Now Derria is getting the full blown feel of my obsession with working the dogs. And she seems to enjoy it. She has yet to be introduced to agility, but we have slowly started obedience, and we have been joring all winter, and havbe recently gone over to the bike. She is an extremely calm dog, she is happy and relaxed at home, she wasn’t before. She is battling Romeo for the title of calmest dog in the house. The first week with me, she was pacing in the mornings, but as the new life settled in, and I got to know her routines, and she got to know ours, she has become a very calm and relaxed dog. She has tried schweisshund a couple of times, and is starting to get the point.

Working a dog gives them something to do, something to focus on. It can help scared dogs build more confidence in themselves, and it brings you closer to your dog. Most of the confidence training I have

Terrain change

done with Bajnok has not been specifically towards people or other dogs, it has been through pushing him to do things he wasn’t comfortable doing on his own, and then discovering they weren’t dangerous. Because he is that kind of dog. Sometimes pushing him away from me, getting him more independent by building his confidence on his own. Getting him to climb things, or simply working alone in agility or tracking. But in all these instances were I push him, I’m always there to catch him. His biggest reward when climbing something, is getting to jump into my arms.

Dogs build confidence through mastering experiences, just as any one would. The more you let them conquer, the more they’re going to think they can conquer. Dog sports can always help with this, of course more so if you use positive reinforcement. I will believe that dog sports can help build up a dog. Keep them calm at home, motivated to stay with you, healthy and happy. Perhaps not all dog sports work for all dogs, if you have a reactive or fearful dog, perhaps a dog sport where you don’t have to be close to other dogs or people all the time? Setting the goals at a reachable level for you and your dog. Perhaps not competing in agility or obedience, but perhaps you can still train.

For the last year and a half Bajnok hasn’t competed in anything, but we have still trained. He is a working dog, and loves being used, in any way or form.

And in the end, a film about building Bajnok’s confidence through climbing.


Leave a Comment
  1. Jen / Apr 21 2012 00:23

    Only happiest when they have pee breaks? Who ARE those people?! Elka is miserable if she only has pee breaks, and not walks and playing off leash with the ball out back, etc.

    I definitely agree: a dog needs work, even if the work is as a family dog.

    • Julie / Apr 21 2012 21:56

      The point was to avoid stress of any kind. And in her trail of thought you’d be bringing the dog everywhere with you, including work. Not many that can do that. Playing ball was strictly forbidden, or walks faster than walking pace. Stress, you see. I just sat quietly rolling my eyes. But I see her point of avoiding unnecessary stress, just sometimes stress and fun go hand in hand. Not all stress is bad, is what I believe.

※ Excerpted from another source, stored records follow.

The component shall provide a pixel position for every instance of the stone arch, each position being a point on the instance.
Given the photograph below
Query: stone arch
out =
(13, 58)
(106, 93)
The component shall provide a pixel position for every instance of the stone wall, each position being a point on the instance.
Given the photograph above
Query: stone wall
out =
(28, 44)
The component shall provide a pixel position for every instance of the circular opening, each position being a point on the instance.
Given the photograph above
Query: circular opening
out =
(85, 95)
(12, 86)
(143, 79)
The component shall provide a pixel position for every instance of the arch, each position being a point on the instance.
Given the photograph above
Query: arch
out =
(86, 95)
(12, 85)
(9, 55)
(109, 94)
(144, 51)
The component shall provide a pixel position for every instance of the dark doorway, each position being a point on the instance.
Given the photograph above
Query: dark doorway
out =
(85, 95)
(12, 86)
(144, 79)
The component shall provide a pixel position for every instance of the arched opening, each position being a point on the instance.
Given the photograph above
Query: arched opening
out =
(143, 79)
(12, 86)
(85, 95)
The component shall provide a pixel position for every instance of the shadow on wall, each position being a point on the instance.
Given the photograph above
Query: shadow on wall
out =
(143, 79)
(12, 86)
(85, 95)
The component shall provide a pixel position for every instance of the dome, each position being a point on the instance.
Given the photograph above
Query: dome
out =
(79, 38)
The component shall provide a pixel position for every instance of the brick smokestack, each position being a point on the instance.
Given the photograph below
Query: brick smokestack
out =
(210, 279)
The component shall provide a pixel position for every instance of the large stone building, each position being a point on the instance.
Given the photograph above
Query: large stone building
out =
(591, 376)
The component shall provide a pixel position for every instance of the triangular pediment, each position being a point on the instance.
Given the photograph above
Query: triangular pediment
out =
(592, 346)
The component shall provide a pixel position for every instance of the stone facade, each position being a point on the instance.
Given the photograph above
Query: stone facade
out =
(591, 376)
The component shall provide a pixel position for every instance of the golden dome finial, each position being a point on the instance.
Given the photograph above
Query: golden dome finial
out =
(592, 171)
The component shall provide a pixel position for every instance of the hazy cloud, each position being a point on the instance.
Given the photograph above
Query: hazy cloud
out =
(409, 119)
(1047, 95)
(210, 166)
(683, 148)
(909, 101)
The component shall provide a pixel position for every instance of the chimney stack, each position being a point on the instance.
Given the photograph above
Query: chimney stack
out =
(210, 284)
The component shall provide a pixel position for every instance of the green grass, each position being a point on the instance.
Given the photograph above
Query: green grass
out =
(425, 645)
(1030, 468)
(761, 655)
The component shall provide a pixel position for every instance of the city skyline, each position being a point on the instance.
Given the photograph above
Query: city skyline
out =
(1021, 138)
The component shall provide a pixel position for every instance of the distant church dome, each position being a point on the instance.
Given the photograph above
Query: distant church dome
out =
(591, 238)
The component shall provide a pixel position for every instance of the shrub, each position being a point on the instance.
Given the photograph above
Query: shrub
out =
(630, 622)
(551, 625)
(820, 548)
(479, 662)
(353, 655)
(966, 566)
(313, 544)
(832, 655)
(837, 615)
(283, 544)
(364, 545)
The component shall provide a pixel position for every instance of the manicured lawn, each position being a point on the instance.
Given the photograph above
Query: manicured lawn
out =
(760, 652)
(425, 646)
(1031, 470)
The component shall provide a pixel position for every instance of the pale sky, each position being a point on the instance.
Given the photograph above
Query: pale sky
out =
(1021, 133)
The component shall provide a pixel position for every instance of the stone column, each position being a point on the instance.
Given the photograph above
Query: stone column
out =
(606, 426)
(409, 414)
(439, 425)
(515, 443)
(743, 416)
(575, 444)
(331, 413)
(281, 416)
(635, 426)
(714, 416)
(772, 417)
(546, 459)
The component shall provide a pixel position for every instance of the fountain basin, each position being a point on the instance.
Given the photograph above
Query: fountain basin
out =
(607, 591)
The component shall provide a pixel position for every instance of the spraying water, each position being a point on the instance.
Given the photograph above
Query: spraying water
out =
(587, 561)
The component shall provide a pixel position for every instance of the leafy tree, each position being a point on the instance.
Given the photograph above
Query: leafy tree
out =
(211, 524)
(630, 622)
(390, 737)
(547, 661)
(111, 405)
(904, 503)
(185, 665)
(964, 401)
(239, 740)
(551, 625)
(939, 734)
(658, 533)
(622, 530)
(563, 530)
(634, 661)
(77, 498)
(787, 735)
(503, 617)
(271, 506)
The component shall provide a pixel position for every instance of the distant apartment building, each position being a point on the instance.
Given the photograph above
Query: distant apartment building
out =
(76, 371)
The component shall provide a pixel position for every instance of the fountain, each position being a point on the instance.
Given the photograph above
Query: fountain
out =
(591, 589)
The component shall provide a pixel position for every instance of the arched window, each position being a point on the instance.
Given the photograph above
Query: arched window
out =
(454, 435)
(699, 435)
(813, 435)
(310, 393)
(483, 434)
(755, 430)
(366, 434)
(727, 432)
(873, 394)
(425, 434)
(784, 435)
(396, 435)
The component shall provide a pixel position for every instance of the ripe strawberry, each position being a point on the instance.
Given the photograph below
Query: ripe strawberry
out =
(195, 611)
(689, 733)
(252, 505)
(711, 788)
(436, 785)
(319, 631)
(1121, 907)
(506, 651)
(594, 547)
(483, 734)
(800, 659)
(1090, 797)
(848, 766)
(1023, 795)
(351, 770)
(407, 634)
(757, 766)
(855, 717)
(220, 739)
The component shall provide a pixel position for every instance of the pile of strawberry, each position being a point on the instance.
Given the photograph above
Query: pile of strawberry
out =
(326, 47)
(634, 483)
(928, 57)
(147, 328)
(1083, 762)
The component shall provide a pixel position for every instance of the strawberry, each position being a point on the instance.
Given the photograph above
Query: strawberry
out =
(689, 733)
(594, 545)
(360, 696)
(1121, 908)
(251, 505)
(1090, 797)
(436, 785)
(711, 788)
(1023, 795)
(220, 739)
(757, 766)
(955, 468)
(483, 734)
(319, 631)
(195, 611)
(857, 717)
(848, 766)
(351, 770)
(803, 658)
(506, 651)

      • Jen / Apr 22 2012 19:53

        “Stress” is not inherently a bad thing, that is true. There is good stress and bad stress. Stress is how we learn and grow, really. Getting excited about something? That’s stress too!

        I would love it if I could bring Elka with me everywhere. I think she would be the same as an adult, personality wise, but her social behavior would be consistently calm her, would I have been able to raise her like that!

  2. kenzohw / Apr 22 2012 15:59

    Great post! Giving them something to do that trains the mind and the body is the biggest gift for a dog. And you get it back tenfold.